Chris Hill is President Obama's nominee to be ambassador to Iraq.

Chris Hill is President Obama's nominee to be ambassador to Iraq.

The Senate won't take up the Hill nomination until after it returns from the Easter recess on April 20.

Sen. Sam Brownback, R-Kansas, voiced his objection to the nomination and blocked its consideration Thursday. Under Senate rules, that objection requires 60 votes to overturn and possibly as many as 30 hours of debate, which could spread over several days. Democratic leaders in the Senate can quickly muster the required majority, but Hill's critics will get a new platform to voice their concerns.

Brownback has spoken against Hill, including in an angry speech on the floor of the Senate, for failing to include human rights issues in talks with the North Koreans. Hill was U.S. point-man in the Bush administration's nuclear negotiations with North Korea. Hill also said human rights would have been included in later talks if North Korea had fully revealed details of its nuclear weapons program.
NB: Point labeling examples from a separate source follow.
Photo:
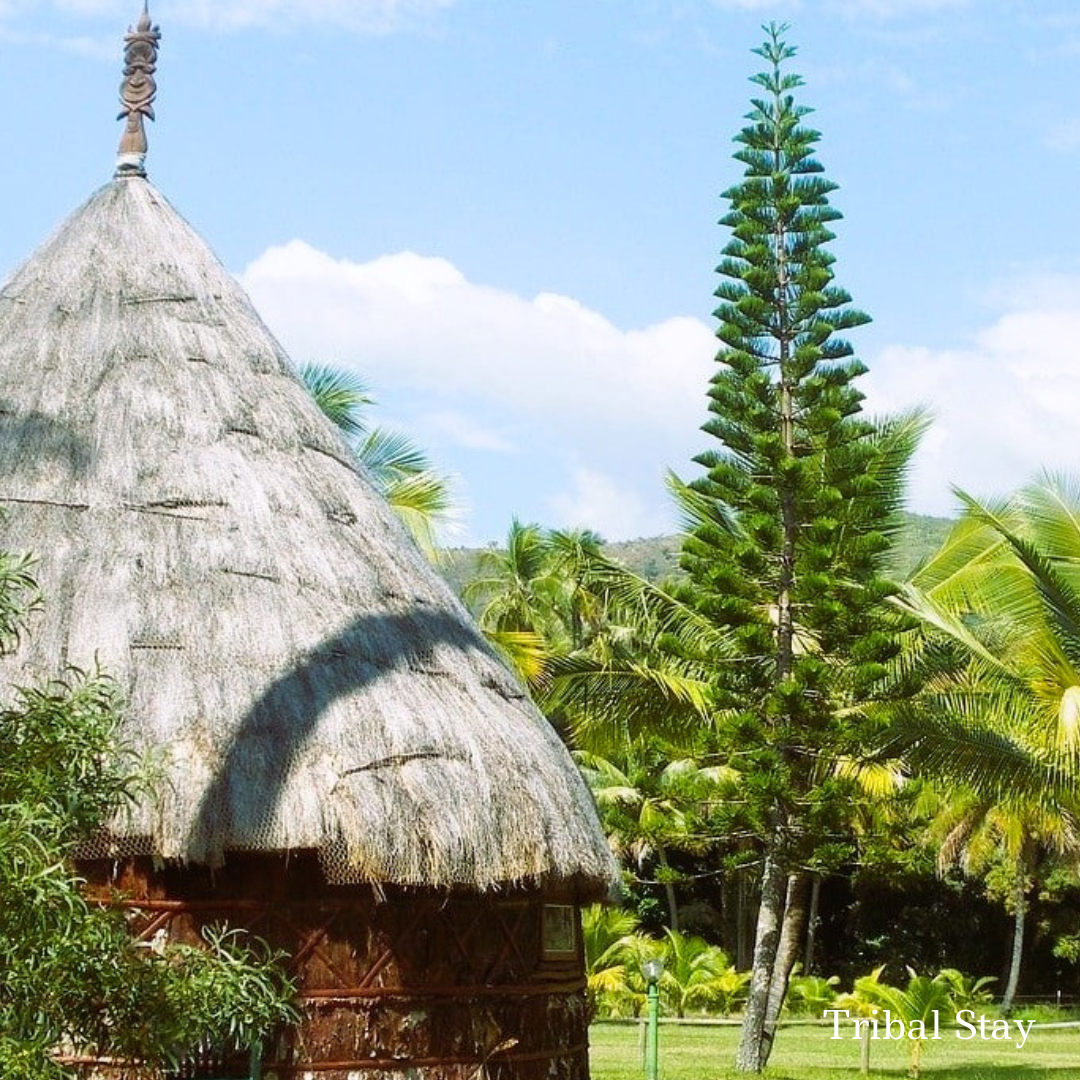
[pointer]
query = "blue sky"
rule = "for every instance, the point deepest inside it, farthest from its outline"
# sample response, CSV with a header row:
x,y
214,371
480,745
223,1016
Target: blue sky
x,y
503,213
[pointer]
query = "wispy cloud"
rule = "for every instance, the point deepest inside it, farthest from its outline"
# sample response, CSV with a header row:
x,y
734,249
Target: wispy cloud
x,y
1006,406
895,9
460,430
493,372
1064,136
359,16
103,48
603,502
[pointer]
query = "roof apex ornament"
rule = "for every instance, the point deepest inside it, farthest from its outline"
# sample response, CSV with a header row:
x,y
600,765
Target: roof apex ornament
x,y
137,93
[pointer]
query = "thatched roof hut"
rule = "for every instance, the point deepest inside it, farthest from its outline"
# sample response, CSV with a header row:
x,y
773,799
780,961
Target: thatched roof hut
x,y
305,683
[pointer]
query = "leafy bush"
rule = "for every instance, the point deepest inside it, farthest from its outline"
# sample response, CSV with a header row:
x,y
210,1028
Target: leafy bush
x,y
811,995
70,974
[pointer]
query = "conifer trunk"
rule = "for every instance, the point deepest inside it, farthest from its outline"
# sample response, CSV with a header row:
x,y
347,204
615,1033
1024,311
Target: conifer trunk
x,y
751,1055
812,925
787,950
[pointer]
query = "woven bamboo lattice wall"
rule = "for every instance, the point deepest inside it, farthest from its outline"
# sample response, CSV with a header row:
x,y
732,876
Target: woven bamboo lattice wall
x,y
410,984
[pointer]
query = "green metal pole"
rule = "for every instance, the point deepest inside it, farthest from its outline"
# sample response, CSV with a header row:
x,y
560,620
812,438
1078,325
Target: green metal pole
x,y
652,1035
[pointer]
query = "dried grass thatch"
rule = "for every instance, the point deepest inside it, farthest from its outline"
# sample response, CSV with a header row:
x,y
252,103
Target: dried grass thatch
x,y
304,678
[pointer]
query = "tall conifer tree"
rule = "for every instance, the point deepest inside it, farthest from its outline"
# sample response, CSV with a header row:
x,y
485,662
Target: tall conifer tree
x,y
801,497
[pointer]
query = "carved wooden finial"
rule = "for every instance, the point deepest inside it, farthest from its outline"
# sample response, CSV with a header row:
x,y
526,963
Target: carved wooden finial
x,y
137,93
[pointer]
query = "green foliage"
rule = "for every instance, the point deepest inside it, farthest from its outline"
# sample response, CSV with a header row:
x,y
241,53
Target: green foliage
x,y
966,991
401,471
69,972
698,977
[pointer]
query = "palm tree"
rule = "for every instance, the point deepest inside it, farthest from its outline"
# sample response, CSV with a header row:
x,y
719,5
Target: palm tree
x,y
979,834
401,471
999,647
699,975
650,806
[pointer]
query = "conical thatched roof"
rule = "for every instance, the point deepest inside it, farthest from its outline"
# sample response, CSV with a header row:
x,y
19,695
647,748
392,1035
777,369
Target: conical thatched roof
x,y
302,678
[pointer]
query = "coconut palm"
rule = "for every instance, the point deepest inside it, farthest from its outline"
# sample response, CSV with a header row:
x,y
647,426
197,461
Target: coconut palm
x,y
650,806
999,611
980,834
921,1002
699,976
610,937
419,494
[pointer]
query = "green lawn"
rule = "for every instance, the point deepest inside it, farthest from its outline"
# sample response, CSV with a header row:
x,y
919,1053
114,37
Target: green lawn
x,y
809,1053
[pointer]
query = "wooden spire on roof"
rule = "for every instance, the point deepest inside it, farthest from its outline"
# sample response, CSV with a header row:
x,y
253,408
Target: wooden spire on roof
x,y
137,93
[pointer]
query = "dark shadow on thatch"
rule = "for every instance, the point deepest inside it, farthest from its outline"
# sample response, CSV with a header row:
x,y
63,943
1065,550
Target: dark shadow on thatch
x,y
257,764
28,439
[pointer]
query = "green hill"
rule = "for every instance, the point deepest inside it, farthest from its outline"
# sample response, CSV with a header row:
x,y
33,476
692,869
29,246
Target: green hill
x,y
657,557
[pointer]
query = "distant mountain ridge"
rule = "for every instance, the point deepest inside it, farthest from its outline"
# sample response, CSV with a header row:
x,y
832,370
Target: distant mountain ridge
x,y
657,557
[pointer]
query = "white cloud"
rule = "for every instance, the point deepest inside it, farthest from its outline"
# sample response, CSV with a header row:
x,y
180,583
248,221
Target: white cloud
x,y
1006,407
604,503
491,372
460,430
1064,135
895,9
416,320
99,49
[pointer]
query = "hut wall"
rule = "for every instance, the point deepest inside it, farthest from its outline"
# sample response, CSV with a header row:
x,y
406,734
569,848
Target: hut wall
x,y
401,984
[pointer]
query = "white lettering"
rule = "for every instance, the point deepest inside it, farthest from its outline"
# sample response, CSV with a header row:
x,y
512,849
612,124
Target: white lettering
x,y
836,1014
888,1026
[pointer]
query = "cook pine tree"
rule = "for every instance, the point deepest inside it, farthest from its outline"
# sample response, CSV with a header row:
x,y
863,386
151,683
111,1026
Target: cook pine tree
x,y
801,495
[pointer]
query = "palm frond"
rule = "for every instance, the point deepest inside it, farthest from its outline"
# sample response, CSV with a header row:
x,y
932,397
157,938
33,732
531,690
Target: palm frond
x,y
341,395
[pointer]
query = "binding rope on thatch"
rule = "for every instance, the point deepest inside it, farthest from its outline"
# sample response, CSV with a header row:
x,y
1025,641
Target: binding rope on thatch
x,y
295,672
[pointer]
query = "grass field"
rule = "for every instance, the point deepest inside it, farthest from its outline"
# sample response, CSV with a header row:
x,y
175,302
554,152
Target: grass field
x,y
809,1053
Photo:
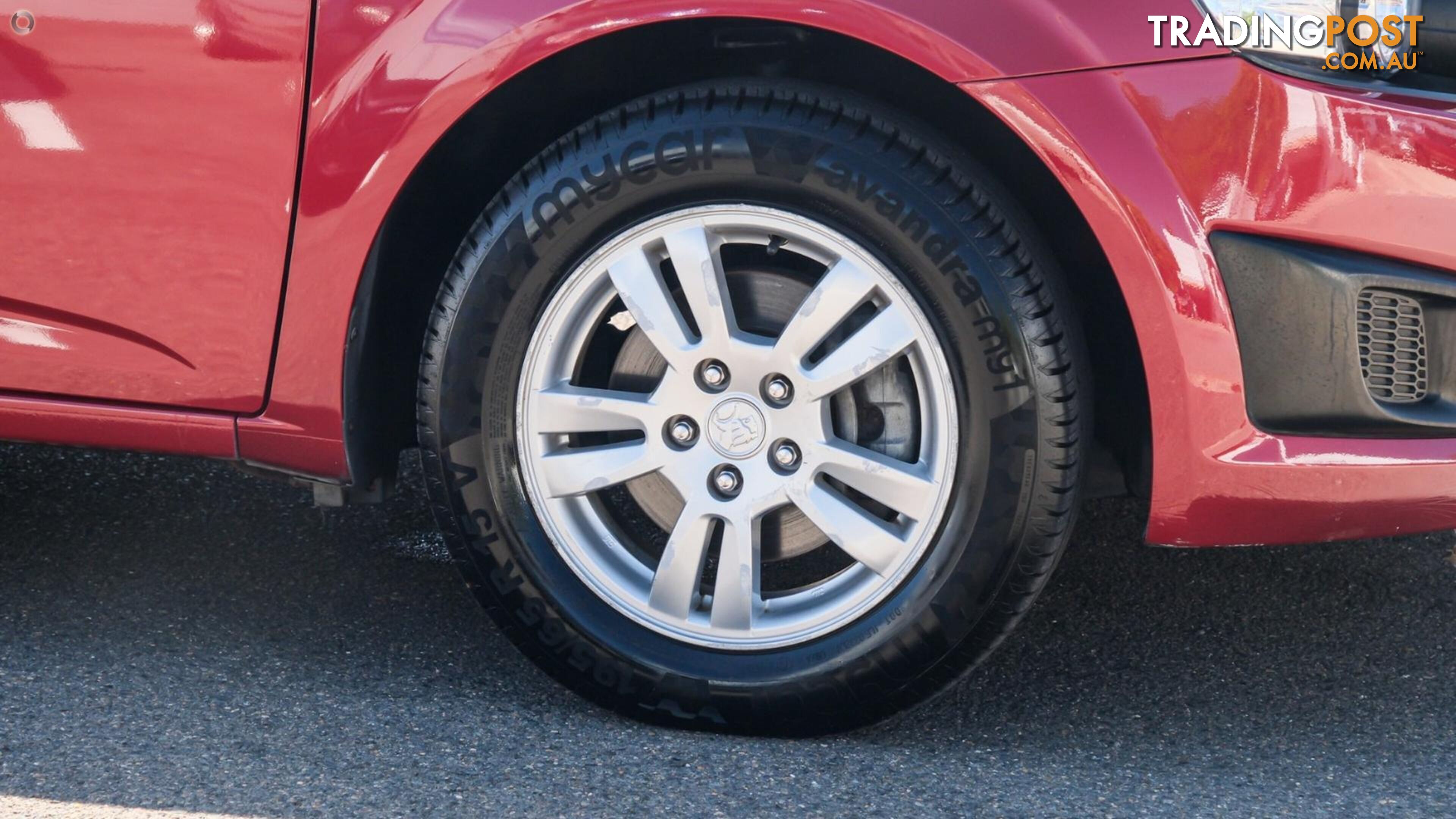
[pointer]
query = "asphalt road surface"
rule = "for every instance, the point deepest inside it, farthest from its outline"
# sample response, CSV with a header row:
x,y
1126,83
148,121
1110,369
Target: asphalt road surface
x,y
175,634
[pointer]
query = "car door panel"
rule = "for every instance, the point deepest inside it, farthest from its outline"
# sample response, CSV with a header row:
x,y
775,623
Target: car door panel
x,y
147,165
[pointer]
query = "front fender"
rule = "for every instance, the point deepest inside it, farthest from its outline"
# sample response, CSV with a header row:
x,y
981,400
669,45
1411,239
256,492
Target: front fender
x,y
389,78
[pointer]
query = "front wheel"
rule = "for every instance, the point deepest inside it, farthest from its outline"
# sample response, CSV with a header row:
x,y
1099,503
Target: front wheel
x,y
753,409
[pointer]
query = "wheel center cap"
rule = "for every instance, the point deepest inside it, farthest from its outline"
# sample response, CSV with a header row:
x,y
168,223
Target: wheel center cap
x,y
736,428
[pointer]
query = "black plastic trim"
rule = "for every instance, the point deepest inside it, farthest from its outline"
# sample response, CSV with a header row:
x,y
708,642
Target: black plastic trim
x,y
1295,311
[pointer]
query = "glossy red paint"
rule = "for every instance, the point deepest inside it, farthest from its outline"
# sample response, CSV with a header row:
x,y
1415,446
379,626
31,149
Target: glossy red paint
x,y
392,76
75,423
147,162
1156,157
1156,149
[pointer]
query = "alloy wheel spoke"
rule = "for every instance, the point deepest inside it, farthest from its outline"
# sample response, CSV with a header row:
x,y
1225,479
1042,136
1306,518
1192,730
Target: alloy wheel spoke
x,y
905,487
889,334
678,573
736,589
592,468
844,288
701,273
565,409
646,295
861,535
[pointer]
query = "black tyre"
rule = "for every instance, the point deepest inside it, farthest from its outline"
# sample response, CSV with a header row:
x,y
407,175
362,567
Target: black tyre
x,y
992,366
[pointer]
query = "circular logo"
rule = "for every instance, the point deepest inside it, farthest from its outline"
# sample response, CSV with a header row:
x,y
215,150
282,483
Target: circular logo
x,y
736,428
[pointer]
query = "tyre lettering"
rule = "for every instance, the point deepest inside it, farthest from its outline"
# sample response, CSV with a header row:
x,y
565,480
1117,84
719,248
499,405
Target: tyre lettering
x,y
944,254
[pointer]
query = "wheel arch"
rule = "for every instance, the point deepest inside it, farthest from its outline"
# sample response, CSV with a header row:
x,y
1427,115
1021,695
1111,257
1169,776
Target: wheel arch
x,y
465,143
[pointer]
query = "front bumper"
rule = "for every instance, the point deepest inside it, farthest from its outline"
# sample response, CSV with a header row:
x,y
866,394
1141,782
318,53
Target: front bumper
x,y
1161,158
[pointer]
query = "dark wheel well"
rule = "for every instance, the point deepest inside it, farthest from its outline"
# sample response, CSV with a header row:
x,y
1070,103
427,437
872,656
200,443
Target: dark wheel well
x,y
481,152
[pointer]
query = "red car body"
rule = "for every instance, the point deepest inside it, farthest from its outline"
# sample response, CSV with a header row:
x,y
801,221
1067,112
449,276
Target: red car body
x,y
180,279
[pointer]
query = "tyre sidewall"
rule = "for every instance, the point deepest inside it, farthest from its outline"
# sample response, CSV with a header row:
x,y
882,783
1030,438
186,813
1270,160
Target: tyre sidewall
x,y
908,212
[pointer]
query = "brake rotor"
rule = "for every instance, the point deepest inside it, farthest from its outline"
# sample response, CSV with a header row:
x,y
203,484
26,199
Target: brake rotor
x,y
877,413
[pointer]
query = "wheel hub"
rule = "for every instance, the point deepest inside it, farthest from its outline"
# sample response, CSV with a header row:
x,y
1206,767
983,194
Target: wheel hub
x,y
736,428
771,388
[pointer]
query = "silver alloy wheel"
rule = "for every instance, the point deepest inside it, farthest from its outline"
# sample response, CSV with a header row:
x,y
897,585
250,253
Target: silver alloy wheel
x,y
742,430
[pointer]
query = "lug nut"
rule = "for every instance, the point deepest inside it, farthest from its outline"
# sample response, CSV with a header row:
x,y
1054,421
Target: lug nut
x,y
787,455
727,482
682,432
714,373
778,390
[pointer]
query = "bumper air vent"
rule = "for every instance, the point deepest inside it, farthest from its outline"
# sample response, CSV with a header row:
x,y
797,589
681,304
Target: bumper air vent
x,y
1392,346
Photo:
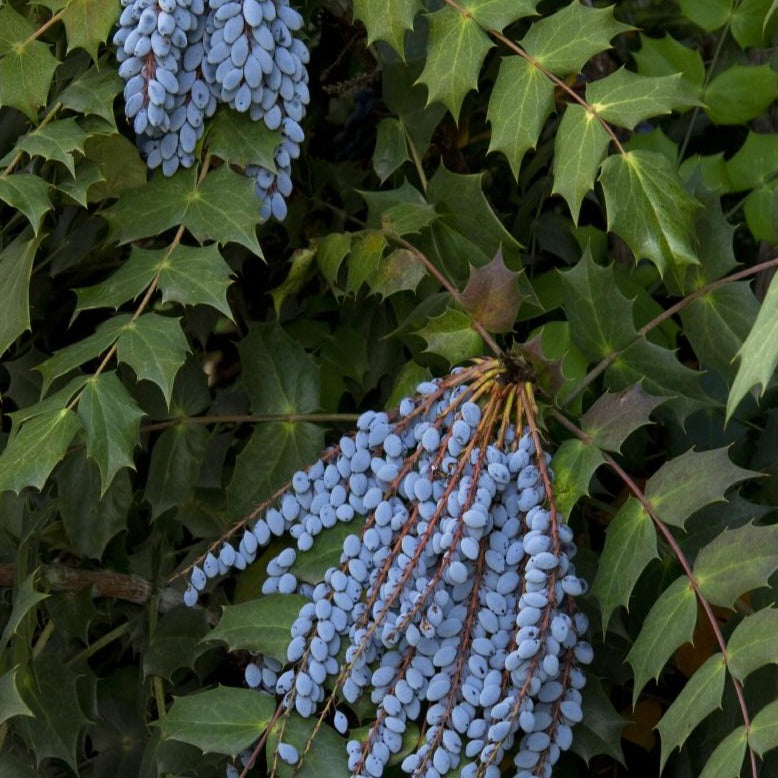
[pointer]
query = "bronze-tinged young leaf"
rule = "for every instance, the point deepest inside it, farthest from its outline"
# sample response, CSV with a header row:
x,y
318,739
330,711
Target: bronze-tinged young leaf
x,y
456,49
451,335
27,193
726,760
15,270
721,571
648,207
387,20
759,352
630,544
669,624
26,65
691,481
614,416
111,418
752,644
237,139
155,347
221,720
580,145
261,625
699,698
521,100
574,464
492,295
34,451
626,98
565,41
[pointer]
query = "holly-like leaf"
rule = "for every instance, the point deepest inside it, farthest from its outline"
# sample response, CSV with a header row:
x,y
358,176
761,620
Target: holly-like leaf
x,y
261,625
576,164
740,93
626,98
237,139
15,270
522,98
456,49
26,64
752,644
492,295
33,452
111,418
699,698
719,567
630,544
668,625
27,193
691,481
565,41
759,352
615,416
648,207
387,20
574,465
451,336
155,347
221,720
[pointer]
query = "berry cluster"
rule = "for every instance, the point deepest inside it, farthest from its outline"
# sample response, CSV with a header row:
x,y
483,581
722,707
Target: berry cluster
x,y
454,603
181,58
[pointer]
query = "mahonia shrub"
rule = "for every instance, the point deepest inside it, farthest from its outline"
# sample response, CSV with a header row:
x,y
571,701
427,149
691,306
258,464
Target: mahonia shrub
x,y
388,388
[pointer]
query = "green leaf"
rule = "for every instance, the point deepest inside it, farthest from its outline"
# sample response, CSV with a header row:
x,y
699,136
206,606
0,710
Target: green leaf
x,y
613,417
648,207
223,207
111,419
565,41
387,20
759,352
456,49
764,729
90,516
666,56
740,93
50,689
668,625
15,270
630,544
155,347
492,295
497,14
237,139
691,481
11,702
521,100
625,98
719,567
752,644
391,148
727,758
221,720
574,464
451,336
597,329
27,193
33,452
700,697
261,625
576,164
26,65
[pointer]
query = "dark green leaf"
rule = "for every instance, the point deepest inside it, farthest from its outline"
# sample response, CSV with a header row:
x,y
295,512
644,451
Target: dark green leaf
x,y
223,720
262,625
700,697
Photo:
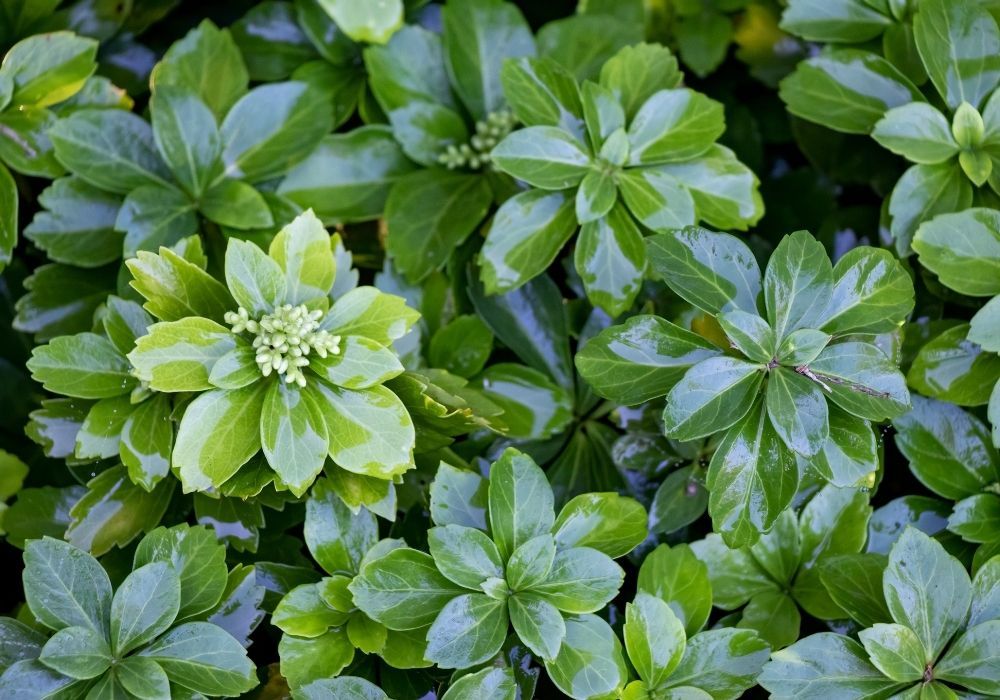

The six-party talks on North Korea stalled in the final months of the Bush administration.

Brownback's criticism has gained additional traction as North Korea prepares to launch a long-range rocket, possibly this weekend, in defiance of the United States and others countries. North Korea also detained two U.S. journalists in March.

In his floor speech, Brownback ripped into Hill for not forcing concessions from the North Koreans.

"Taken all together this is an unfortunate legacy for Ambassador Hill -- broken commitments to Congress, freelancing diplomacy, disregarding human rights and giving up key leverage to the North Koreans in exchange for insubstantial gestures. Such things have harmed our national security and ignored our moral obligations, a legacy ill-suited for the next chief of missions of Iraq," Brownback said.

Sen. John Kerry, chairman of the Senate Foreign Relations Committee, which gave quick approval to Hill, had called for quick confirmation by the Senate.

"Of course, senators have every right to vote against Ambassador Hill," Kerry said at the committee hearing. "But I believe that using Senate procedures to delay his arrival to Baghdad at a critical time in this war would do a serious disservice to our efforts there."

Hill also is opposed by Sen. John McCain, R-Arizona, and other Republican senators, who have cited Hill's inability to speak Arabic and lack of experience in the Middle East.